Tuesday, June 1, 2010

Namaste

SD was reading my mind again tonight.  At least that's what it seemed like.  I wonder how long you have to be a yogi before you can read minds.  Remember that movie with Mel Gibson?  The one where he could read women's minds.  Would you like to be able to glimpse into someone's thoughts?  I would imagine that we'd be surprised to know that what goes on in other people's minds is not that different than what's going on in our own minds. 

So I wasn't going to go to class tonight. Believe it or not I actually considered not going.  I've been so cranky lately and just didn't want to go. I did go to class however, (I'm such a creature of habit)  and I'm glad that I did.  I chatted with another student about a book we're reading as I walked in. I'm greeted with a hug from SD. As I sat chatting with a couple of really lovely women before class I feel my mood start to shift.  The bhavana (intention/theme) for the class was letting go of the negative self-talk.  Changing those negative
beliefs we have about ourselves.  The negative belief I struggle with the most is  "I'm not good enough".  It's the one that's been playing in my mind almost constantly lately.

As we moved through the practice, I was uncomfortable in my body.  I was feeling pain in my lower back and my shoulders.  I was unable to do the poses as deeply as I usually do.
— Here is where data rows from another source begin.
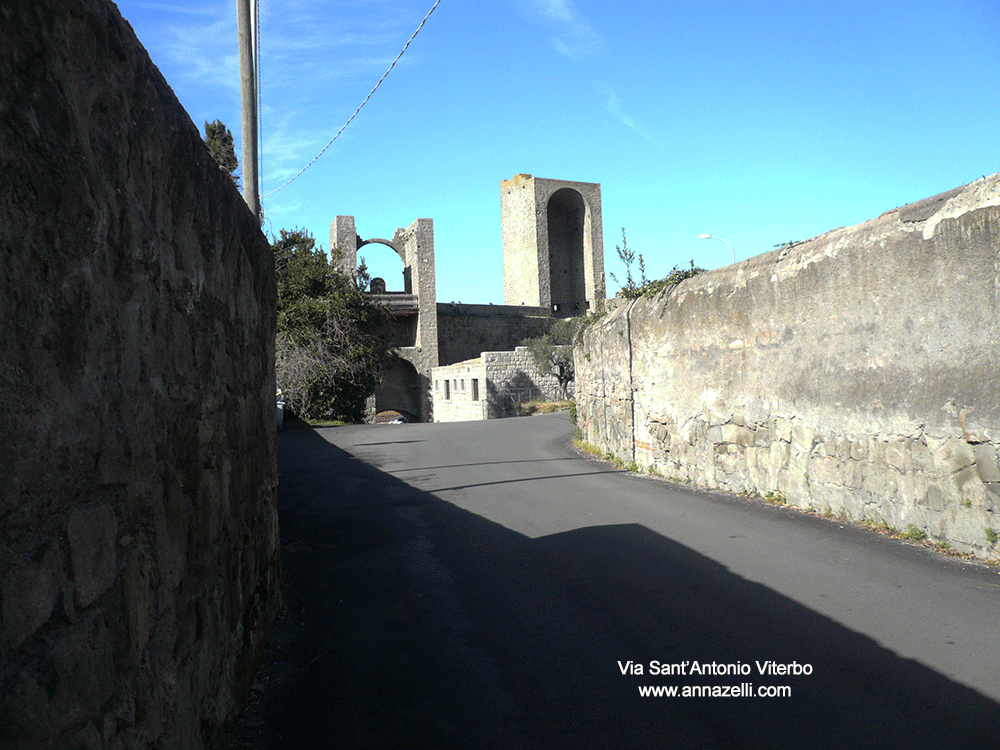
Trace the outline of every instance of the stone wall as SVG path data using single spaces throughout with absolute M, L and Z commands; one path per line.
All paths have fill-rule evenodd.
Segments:
M 546 308 L 439 302 L 440 364 L 464 362 L 486 351 L 509 350 L 525 339 L 548 333 L 553 322 Z
M 640 466 L 996 556 L 1000 175 L 622 305 L 584 437 Z
M 112 3 L 0 18 L 0 746 L 201 748 L 279 596 L 273 260 Z
M 509 352 L 483 352 L 486 373 L 487 419 L 509 417 L 516 407 L 529 401 L 555 401 L 561 398 L 559 381 L 554 375 L 542 375 L 526 346 Z

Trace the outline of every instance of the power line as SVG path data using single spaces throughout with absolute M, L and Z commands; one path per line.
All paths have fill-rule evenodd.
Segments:
M 396 59 L 392 61 L 392 65 L 390 65 L 386 69 L 385 73 L 382 74 L 382 77 L 378 79 L 378 83 L 376 83 L 375 86 L 374 86 L 374 88 L 372 88 L 372 90 L 368 92 L 368 96 L 365 97 L 365 100 L 363 102 L 361 102 L 361 104 L 358 105 L 358 108 L 356 110 L 354 110 L 354 114 L 347 118 L 347 122 L 345 122 L 341 126 L 340 130 L 337 131 L 336 135 L 334 135 L 333 138 L 330 139 L 330 142 L 327 143 L 325 146 L 323 146 L 323 148 L 320 150 L 320 152 L 318 154 L 316 154 L 316 156 L 313 157 L 312 161 L 310 161 L 308 164 L 306 164 L 304 167 L 302 167 L 302 169 L 300 169 L 298 171 L 298 173 L 294 177 L 292 177 L 290 180 L 288 180 L 288 182 L 286 182 L 284 185 L 281 185 L 280 187 L 276 187 L 270 193 L 265 193 L 262 197 L 267 198 L 269 195 L 274 195 L 275 193 L 277 193 L 282 188 L 287 187 L 289 184 L 292 183 L 292 181 L 296 180 L 303 172 L 305 172 L 307 169 L 309 169 L 309 167 L 311 167 L 316 162 L 316 160 L 319 159 L 319 157 L 321 157 L 323 155 L 323 152 L 325 152 L 328 148 L 330 148 L 331 145 L 333 145 L 333 142 L 335 140 L 337 140 L 337 137 L 341 133 L 344 132 L 344 129 L 348 125 L 351 124 L 351 120 L 353 120 L 357 116 L 358 112 L 361 111 L 361 108 L 368 103 L 369 99 L 372 98 L 372 94 L 375 93 L 375 89 L 377 89 L 379 86 L 382 85 L 382 81 L 384 81 L 385 77 L 387 75 L 389 75 L 389 71 L 391 71 L 396 66 L 396 63 L 399 61 L 399 58 L 401 58 L 403 56 L 403 53 L 406 52 L 406 48 L 410 46 L 410 42 L 412 42 L 414 39 L 416 39 L 417 34 L 420 33 L 420 29 L 422 29 L 424 27 L 424 24 L 427 23 L 427 19 L 431 17 L 431 13 L 434 12 L 434 9 L 436 7 L 438 7 L 438 3 L 440 3 L 440 2 L 441 2 L 441 0 L 435 0 L 434 1 L 434 5 L 432 5 L 431 9 L 429 11 L 427 11 L 427 15 L 424 16 L 424 20 L 420 22 L 420 25 L 417 27 L 417 30 L 413 32 L 413 35 L 407 40 L 406 44 L 403 45 L 403 49 L 401 49 L 399 51 L 399 54 L 396 55 Z

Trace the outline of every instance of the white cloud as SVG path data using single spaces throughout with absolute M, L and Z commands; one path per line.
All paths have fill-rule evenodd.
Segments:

I love pigeon pose but tonight it felt like torture on my hips and lower back.  Just as  the negative self-talk begins in my mind I hear SD say, breath in love.......  The hardest thing to do for some of us is to love ourselves and to recognize our own Divinity.  Why is that so difficult?

I was sweating..... I hate sweating.... but tonight it felt good to sweat.  My  mood was definitely shifting. Even though physically I was feeling tight I felt a sense of release during the practice.  Like the crankiness and negativity I've been feeling was being physically released from my pores.  (I know that's gross - but that's what it felt like).

 I don't think it's so much that SD is a mind reader but that he's just recognizing that all our struggles are the same.   My worries are the same as your worries.  My struggles are the same as your struggles.  When we acknowledge that, then our sense of separateness begins to fade and we recognize the Divinity in each other.

The word Namaste means the Divine in me recognizes and honors the Divine in you.

1 comment:

  1. He read my mind in Tuesday morning's class about self love. We did a lot of heart opening asanas and played Buddhist monk chanting music. I had told my husband that morning that I hated myself and my life was a failure. He told me to go to yoga. Amazing, isn't it?